Currently, the enhancement of image quality by CEUS has proven its worth in detecting plaque-associated neovascularization and plaque inflammation.[54] [56] In time it is expected that this US technique can be extended to allow detection and possible treatment of microcalcification structures. One approach to achieve this could be to decorate the surface of the bubble with proteins, peptides, or antibodies, which home in on suspected sites of active calcification. These decorations could then either guide and accumulate the microbubbles at areas of vascular calcification or be released from the surface and enter into the vessel wall, at predetermined locations of interest.[57] Alternatively, compounds could also be loaded into the microbubbles for transport to suspected high-risk plaques, where their contents will be released.[58] [59] The abovementioned release of tracer or treatment is accomplished through disintegration of the bubbles by US through a process called sonoporation.[58] [59] Sonoporation has as additional advantage that it increases the permeability of the local tissues for the released compounds.[60] The most significant disadvantage of this US method is its limited penetration depth into tissue, making it primarily suited for assessment of superficial blood vessels and resulting in the need for an invasive approach when used for deeper parts of the vasculature. Other limitations associated with CEUS include operator dependence, as image quality is greatly influenced by operator skill, and its difficulty in visualizing tissues behind areas of calcification similar to IVUS. Furthermore, it is currently still unable to distinguish intraplaque hemorrhage from lipid deposition. Finally, there is also the risk of plaque rupture when sonoporation is used in conjunction with CEUS to deliver local treatment.

Hybrid Imaging Systems

A promising approach for the detection of vascular calcification is the use of hybrid imaging systems, which combines two conventional imaging modalities so that the shortcomings of one technique are compensated by the other. Examples of such hybrid systems are PET/CT and PET/MRI.[61] [62]

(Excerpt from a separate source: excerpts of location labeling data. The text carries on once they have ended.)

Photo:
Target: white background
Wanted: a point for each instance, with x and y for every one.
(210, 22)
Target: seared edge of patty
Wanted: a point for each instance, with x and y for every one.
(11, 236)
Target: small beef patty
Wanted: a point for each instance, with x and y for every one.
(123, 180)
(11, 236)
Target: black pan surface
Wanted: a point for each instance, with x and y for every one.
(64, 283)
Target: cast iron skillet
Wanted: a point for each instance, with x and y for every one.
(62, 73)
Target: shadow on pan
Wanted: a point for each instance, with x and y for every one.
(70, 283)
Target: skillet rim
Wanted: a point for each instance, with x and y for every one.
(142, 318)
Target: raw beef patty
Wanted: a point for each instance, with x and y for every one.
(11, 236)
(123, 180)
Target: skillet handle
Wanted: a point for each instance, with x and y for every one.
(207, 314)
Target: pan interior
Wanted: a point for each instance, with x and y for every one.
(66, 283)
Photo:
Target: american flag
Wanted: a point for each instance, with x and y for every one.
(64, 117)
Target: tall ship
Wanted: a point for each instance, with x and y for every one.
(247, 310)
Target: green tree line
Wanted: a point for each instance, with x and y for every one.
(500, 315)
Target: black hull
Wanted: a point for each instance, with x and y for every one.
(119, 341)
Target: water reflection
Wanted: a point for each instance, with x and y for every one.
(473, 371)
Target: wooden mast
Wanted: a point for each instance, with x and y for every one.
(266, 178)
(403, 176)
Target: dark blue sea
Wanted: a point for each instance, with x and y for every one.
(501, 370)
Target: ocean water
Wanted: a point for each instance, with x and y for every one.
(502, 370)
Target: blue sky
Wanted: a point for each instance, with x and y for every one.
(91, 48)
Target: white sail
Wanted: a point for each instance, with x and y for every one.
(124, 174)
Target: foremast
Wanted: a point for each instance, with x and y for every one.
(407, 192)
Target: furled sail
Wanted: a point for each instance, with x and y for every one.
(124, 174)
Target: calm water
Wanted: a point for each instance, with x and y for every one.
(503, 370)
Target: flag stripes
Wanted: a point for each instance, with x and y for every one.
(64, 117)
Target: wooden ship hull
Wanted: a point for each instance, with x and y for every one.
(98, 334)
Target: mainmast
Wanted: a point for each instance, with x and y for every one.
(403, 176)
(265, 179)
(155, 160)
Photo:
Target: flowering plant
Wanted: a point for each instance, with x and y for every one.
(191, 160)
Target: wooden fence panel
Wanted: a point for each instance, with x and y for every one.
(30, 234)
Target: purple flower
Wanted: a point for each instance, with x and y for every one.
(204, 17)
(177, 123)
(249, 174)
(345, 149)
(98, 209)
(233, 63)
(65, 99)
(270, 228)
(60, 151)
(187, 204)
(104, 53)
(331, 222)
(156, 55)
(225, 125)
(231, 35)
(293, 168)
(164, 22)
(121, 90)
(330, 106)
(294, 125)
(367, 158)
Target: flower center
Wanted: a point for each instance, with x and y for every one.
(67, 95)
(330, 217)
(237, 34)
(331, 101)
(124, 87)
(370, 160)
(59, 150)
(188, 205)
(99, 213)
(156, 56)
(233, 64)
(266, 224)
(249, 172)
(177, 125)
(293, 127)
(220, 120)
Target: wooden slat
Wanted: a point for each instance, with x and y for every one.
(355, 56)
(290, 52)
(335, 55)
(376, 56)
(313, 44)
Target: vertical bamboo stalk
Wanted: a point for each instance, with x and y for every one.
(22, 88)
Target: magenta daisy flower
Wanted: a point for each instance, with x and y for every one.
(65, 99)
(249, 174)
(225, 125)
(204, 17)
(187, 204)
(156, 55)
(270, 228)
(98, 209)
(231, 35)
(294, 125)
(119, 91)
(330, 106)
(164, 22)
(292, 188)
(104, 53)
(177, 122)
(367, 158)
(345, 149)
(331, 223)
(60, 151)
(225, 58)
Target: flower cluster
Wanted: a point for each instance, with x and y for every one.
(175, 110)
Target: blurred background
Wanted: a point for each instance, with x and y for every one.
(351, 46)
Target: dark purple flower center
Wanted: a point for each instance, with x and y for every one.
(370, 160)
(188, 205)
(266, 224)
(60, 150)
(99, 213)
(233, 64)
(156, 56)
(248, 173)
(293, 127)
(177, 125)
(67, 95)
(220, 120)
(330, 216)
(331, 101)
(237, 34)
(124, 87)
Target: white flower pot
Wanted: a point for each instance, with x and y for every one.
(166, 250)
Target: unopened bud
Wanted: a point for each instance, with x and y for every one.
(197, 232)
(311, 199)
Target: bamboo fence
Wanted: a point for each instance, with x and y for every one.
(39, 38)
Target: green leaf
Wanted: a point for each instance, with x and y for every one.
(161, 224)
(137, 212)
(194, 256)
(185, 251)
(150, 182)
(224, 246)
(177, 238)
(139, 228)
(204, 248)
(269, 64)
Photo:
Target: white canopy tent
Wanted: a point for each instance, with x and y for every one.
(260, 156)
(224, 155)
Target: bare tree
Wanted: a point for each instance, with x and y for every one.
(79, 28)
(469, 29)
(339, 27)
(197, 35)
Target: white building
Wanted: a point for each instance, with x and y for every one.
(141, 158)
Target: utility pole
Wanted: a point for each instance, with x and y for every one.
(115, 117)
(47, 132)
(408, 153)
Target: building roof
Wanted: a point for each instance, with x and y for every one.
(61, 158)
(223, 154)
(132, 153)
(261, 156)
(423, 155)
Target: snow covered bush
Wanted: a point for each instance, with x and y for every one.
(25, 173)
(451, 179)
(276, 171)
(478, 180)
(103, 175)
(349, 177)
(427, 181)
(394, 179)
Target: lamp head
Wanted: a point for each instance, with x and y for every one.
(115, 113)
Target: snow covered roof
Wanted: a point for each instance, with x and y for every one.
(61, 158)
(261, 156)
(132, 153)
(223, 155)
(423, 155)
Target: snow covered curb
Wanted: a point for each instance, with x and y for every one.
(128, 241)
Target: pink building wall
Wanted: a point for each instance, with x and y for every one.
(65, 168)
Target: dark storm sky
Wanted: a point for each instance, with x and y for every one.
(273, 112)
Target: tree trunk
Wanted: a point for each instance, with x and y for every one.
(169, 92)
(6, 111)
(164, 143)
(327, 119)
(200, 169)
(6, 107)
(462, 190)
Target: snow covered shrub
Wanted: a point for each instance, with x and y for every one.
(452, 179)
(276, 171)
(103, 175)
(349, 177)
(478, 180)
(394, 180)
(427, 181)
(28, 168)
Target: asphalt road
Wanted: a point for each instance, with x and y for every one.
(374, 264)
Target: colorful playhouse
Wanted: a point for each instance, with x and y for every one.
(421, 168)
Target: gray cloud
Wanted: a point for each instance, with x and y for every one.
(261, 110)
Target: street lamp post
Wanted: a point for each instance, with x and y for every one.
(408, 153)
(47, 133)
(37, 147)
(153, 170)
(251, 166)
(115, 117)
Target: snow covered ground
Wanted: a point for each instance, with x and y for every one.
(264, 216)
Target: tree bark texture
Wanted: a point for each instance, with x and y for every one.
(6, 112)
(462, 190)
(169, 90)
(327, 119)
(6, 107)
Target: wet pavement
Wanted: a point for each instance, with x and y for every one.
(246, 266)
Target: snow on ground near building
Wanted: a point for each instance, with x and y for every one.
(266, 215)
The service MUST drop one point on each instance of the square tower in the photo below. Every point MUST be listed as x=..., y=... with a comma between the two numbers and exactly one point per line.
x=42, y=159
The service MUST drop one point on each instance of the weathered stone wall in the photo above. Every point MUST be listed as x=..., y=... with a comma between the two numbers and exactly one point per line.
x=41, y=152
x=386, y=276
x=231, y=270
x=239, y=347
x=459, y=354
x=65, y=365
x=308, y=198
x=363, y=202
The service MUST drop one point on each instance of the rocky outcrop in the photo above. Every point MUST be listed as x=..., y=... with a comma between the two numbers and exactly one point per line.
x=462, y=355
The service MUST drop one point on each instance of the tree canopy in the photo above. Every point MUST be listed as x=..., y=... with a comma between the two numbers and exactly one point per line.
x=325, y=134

In both the techniques the PET component provides a solution to the limited sensitivity of CT and MRI with its highly sensitive, radioactively labelled tracers. In turn, the CT or MRI component of the multimodal set-up provides a detailed anatomical image of the assessed region. It should be noted that although contrast agents detectable by X-ray or MRI exist, which allow for more opaque features of the atherosclerotic plaque to be highlighted, these are neither approved for use in humans nor specifically geared toward microcalcification.[57]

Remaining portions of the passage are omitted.